Pro Tip: When comparing merchant BNPL providers, weight settlement speed and dispute hold policies as heavily as the merchant fee rate. A provider with a lower fee but longer hold periods during disputes can cost more in practice if you have any return volume.
Alternatives to BNPL for Small Businesses
- Small Business Loans — Provide longer repayment terms and predictable interest rates for larger capital needs.
- Business Lines of Credit — Offer flexible access to working capital with lower ongoing cost than BNPL merchant fees.
- Business Credit Cards — Ideal for recurring expenses, with lower processing fees and stronger dispute protections.
- Invoice factoring or trade credit — Short-term financing secured against outstanding invoices, without the transaction fee structure of BNPL.
Wrapping It Up
BNPL can be a valuable tool for small businesses — both as a customer-facing payment option and as short-term B2B financing. But the fee structure means it’s more expensive than standard card processing for merchants, and regulatory requirements may tighten as the CFPB continues its oversight focus. Before adopting BNPL, weigh the per-transaction cost against incremental sales, review provider dispute policies, and ensure it fits within your broader cash flow management strategy — not as a substitute for it.
Key takeaways
- Merchant BNPL lets businesses offer installment payments to customers while receiving full payment upfront — at a cost of 2%–8% per transaction.
- B2B BNPL platforms like Resolve and TreviPay give business buyers 30–90 day payment terms for inventory and equipment purchases.
- The CFPB’s regulatory focus on BNPL is ongoing — merchants should monitor compliance developments as requirements may evolve.
- Compare BNPL merchant fees against business credit cards and lines of credit before committing — the cost difference is significant at volume.
Your Next Move
Compare financing alternatives to find the best solution for your business. Explore small business loans and lines of credit that offer predictable costs and stronger protections than BNPL.
Related Buy Now, Pay Later Articles
- What Is Buy Now, Pay Later? — How BNPL works and what to watch for.
- Pros and Cons of BNPL — The benefits and hidden risks every business owner should know.
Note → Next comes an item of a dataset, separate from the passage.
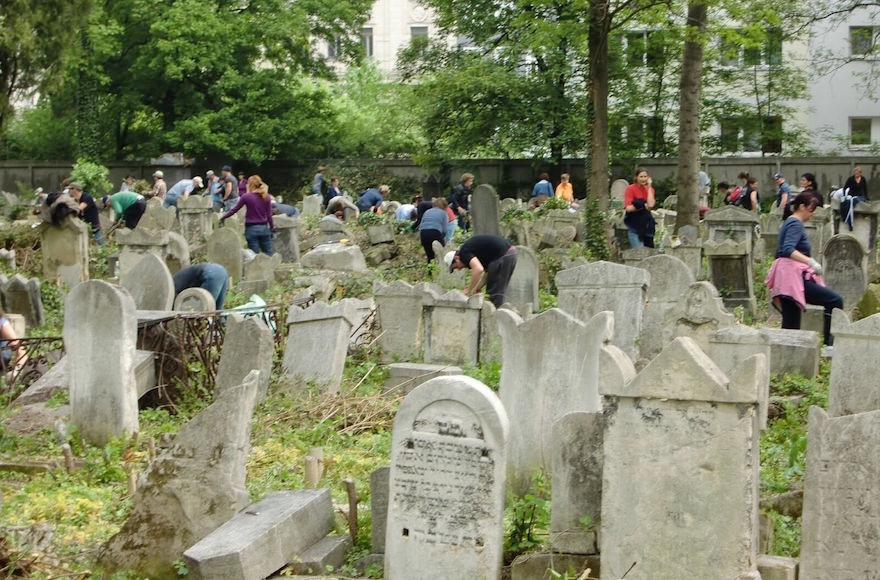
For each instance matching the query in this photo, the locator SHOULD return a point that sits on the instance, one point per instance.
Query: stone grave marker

- BNPL vs. Credit Cards — Compare cost, protections, and credit impact.
- BNPL Regulations and Consumer Rights — Current rules and what they mean for merchants and borrowers.
- Is BNPL Safe? — Consumer protections and risk management when using BNPL apps.
- Alternatives to BNPL — Safer and more flexible financing options.
- How BNPL Affects Your Credit — Full provider-by-provider credit reporting breakdown.
FAQs
Can small businesses use BNPL?
Yes, in two ways. Merchants can integrate BNPL into their checkout to offer customers installment payments, and business buyers can use B2B BNPL platforms like Resolve or TreviPay to finance inventory and equipment purchases with 30–90 day payment terms.
Is BNPL good for small businesses?
It depends on your margin and transaction volume. BNPL can increase sales conversion and average order values, but merchant fees of 2%–8% per transaction are higher than standard card processing rates. The benefit is real — but so is the cost.
Does BNPL affect business credit?
B2B BNPL platforms typically perform credit checks before extending terms and may report payment history to business credit bureaus. Consistent on-time payments can support your business credit profile; delinquencies can damage it.
Which BNPL providers support business financing?
For B2B financing: Resolve, TreviPay, and Mondu. For merchant BNPL integration: Affirm, Klarna, and PayPal Pay Later. The right choice depends on whether you’re offering BNPL to customers or using it to manage your own purchasing.